Tik Tok Clock, Con't

Utah recently passed a bill limiting social media accounts for kids in response to the rise of TikTok as a national security threat, and if you think that the First Amendment issues with that bill are messy, Montana has apparently banned TikTok entirely this week.
 
MONTANA LAWMAKERS VOTED 54-43 today to ban TikTok from operating in the state and forbid app stores from offering it for download. The legislation is likely to become law, which would make Montana the first state in the US to ban the popular social media platform—a move that could spark a constitutional battle and endanger digital rights.

People who already have TikTok on their devices would not be in violation of the law, which will now go to Greg Gianforte, Montana's Republican governor. The move comes after years of amorphous assertions from the United States government under two presidential administrations that TikTok, which has 150 million US users, is a threat to national security because its parent, ByteDance, is a Chinese company.

Gianforte is expected to sign the new bill into law, which would take effect on January 1, 2024. In December, he banned TikTok from Montana government devices, a step other states have taken in recent months as well. In announcing that ban, Gianforte said, “I also encourage Montanans to protect their personal data and stop using TikTok.”
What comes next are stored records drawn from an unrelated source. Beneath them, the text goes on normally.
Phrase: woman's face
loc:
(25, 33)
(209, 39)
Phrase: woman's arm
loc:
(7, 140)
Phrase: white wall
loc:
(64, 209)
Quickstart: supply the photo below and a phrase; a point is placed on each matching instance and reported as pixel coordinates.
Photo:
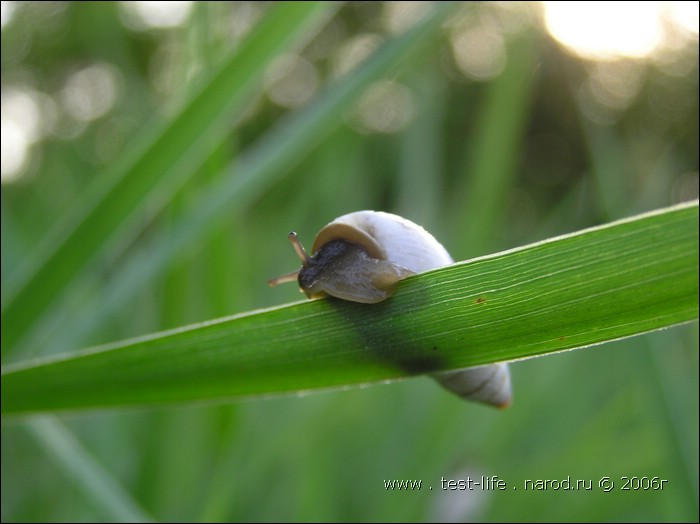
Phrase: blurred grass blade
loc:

A statewide ban is radically different from a government device embargo and general encouragement, though. It has implications for Montana residents’ speech and ability to hear speech—rights protected under the US First Amendment.
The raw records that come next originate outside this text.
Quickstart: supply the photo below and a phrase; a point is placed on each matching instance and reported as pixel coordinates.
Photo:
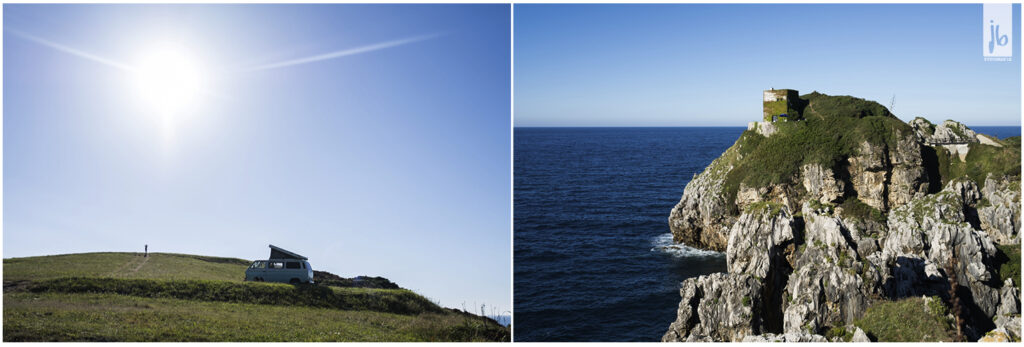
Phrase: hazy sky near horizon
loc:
(707, 64)
(373, 139)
“We’re under no illusions that this is not going to get challenged,” Montana attorney general Austin Knudsen told The New York Times on Wednesday. "I think this is the next frontier in First Amendment jurisprudence that’s probably going to have to come from the US Supreme Court. And I think that’s probably where this is headed."

Soon after today's vote, TikTok condemned the bill on both First Amendment and logistical grounds.

“The bill's champions have admitted that they have no feasible plan for operationalizing this attempt to censor American voices and that the bill's constitutionality will be decided by the courts,” TikTok spokesperson Brooke Oberwetter said in a statement. “We will continue to fight for TikTok users and creators in Montana whose livelihoods and First Amendment rights are threatened by this egregious government overreach.
 
First Amendment issues in an age where regulating technology is rapidly outpacing federal oversight and legislation is the next big fight we're going to have, and we're not even ready to start having that particular conversation yet as a country. 

This is not going to go well at all.